I haven't seen visibility data for "high drag"/decommissioning satellites[...]
This stuff should all be studied, but IMO these are all edge cases and unlikely to have nearly the same impact on the totality of observations as the operational part of the constellation will.
The Starlink v0.9 sat that deorbited showed a sustained multi-day descent rate at least 4 different times that would bring it all the way down from 550 km in ~35 days or faster. [...]So I'm getting ~200 from deorbiting, plus 130 from low failures, plus 240 from high failures, all visible at once. That is 570 or so altogether.
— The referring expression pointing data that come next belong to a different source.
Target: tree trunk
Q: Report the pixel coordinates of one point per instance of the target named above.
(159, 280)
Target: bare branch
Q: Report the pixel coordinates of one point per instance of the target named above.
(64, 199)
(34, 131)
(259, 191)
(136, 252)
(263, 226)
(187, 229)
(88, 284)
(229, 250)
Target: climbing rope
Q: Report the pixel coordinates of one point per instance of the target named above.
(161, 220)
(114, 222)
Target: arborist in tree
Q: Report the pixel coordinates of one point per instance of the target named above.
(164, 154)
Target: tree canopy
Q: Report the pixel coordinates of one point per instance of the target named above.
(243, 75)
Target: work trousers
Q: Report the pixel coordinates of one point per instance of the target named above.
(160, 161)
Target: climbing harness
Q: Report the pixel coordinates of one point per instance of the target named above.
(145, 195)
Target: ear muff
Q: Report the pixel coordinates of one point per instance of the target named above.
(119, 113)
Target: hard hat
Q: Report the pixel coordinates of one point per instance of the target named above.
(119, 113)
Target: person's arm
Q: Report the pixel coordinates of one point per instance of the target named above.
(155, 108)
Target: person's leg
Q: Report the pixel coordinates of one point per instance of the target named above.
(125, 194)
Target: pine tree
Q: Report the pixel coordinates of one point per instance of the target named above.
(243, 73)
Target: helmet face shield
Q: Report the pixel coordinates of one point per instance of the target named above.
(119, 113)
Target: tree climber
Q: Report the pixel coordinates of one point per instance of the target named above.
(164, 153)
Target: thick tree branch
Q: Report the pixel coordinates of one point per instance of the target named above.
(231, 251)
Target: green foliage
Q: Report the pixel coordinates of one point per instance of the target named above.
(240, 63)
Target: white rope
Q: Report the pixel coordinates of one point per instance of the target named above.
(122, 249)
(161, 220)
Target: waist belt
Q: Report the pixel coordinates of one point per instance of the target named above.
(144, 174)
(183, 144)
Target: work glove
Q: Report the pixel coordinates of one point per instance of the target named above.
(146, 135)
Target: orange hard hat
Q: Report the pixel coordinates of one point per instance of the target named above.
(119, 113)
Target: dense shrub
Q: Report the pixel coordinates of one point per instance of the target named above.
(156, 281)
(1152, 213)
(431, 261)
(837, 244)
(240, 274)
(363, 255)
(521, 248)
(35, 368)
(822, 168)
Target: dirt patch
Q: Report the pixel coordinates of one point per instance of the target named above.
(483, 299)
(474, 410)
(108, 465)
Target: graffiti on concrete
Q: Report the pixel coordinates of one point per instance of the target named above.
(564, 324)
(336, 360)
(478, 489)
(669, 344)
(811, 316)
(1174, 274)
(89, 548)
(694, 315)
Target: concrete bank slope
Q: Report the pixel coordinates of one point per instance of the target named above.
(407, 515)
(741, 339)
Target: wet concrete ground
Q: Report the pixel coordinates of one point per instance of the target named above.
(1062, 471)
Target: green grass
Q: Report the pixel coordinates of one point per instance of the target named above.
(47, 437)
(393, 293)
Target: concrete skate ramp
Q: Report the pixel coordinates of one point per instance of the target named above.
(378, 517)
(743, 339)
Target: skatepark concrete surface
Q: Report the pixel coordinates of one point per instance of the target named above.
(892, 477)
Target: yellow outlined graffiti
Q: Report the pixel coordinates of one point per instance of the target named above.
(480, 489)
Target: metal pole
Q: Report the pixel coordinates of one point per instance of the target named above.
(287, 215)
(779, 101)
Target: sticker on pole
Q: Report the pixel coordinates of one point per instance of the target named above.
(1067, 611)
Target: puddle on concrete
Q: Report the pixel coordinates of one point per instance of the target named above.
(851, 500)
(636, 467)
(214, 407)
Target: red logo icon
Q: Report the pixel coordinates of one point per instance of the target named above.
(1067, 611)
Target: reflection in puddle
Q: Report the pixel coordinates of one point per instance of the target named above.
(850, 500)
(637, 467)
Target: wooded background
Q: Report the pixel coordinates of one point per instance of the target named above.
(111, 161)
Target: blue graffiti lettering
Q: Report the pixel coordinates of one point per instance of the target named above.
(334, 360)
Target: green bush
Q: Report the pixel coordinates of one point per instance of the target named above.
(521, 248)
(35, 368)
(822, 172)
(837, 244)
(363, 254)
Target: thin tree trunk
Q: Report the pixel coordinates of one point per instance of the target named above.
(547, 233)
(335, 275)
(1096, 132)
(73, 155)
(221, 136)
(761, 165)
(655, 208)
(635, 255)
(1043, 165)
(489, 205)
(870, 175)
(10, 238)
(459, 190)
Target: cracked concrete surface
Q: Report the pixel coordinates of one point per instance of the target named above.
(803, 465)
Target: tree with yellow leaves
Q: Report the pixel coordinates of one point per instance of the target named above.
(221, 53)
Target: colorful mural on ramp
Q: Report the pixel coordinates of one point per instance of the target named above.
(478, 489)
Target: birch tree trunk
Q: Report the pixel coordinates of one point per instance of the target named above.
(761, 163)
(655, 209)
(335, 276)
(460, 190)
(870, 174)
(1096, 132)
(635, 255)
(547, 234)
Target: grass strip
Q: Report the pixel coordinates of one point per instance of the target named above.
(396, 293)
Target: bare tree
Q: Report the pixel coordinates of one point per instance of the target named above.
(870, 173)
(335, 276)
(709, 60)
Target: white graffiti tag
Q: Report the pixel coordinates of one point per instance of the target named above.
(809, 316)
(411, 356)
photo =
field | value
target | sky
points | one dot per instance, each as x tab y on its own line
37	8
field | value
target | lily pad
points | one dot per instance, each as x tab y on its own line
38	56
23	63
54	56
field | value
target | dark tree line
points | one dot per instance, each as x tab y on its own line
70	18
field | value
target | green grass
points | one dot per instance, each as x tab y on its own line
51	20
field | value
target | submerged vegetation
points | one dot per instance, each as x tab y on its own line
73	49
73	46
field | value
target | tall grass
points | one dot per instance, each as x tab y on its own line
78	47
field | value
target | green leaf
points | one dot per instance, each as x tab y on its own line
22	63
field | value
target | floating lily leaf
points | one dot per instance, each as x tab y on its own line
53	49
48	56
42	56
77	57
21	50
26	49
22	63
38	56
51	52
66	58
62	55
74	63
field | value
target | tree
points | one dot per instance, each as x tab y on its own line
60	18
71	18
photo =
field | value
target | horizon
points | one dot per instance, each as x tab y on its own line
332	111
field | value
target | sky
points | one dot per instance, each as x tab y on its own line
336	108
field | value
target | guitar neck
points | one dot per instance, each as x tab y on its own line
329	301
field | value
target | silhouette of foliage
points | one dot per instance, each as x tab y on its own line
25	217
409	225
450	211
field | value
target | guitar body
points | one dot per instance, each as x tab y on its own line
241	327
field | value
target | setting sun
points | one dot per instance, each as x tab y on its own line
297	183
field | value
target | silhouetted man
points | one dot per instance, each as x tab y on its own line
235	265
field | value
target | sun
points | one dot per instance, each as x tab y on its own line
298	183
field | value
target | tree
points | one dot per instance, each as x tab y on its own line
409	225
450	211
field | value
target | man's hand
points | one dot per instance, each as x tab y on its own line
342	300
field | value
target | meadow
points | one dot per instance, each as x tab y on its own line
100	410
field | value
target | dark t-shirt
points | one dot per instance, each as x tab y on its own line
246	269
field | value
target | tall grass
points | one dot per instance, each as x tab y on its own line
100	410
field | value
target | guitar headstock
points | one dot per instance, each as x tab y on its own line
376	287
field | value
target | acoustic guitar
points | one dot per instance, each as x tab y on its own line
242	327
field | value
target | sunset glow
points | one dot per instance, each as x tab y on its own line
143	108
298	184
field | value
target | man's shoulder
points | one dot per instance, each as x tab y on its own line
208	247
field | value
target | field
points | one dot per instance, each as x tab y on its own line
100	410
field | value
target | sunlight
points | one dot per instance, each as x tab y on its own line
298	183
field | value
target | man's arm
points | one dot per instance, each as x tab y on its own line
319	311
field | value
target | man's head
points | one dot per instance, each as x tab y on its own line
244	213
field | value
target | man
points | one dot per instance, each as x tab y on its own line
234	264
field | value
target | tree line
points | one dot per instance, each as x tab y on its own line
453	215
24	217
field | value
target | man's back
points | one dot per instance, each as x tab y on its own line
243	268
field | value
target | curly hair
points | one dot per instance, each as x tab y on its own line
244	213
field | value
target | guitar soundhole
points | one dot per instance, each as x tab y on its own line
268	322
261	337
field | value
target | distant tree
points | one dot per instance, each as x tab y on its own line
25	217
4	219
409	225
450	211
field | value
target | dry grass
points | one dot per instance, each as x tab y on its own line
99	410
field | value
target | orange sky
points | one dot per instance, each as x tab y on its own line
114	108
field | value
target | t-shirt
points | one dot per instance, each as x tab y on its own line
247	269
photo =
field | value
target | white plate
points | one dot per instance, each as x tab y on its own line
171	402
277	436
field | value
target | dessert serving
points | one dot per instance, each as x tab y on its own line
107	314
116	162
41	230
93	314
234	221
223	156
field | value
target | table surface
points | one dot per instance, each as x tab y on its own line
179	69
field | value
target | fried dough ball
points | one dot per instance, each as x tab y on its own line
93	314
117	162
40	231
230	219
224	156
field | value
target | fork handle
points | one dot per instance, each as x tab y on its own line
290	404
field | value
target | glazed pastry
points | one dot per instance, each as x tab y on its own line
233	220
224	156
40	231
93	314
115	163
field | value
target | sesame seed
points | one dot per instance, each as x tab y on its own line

- on the one hand, it misses some of the most critical aspects of these endeavors: it ignores from the get-go the effect of satellites in deployment/decommissioning/maintenance low orbits. This is fine if you want to address the steady-state ideal system, but it will never be like that in reality. It's like modeling traffic in a city with cars never stopping anywhere - it's useful for some basic understanding, but you'll never approach a realistic representation like that. In fact, it is reasonable to believe at least 5-10% of satellites will be in that low-orbit, low-drag situation where they are extremely visible and illuminated by barely less time than in the operational config, at any given time. Crudely extrapolating total/visible satellites for the steady case, this would mean between 1000-3000 satellites in total, of which 50-150 would be *very* visible in the sky at once, in the best case of homogeneous dispersion (obviously many more if they're still close together after deployment). Multiply that by 2-4 for the case of full-scale constellations.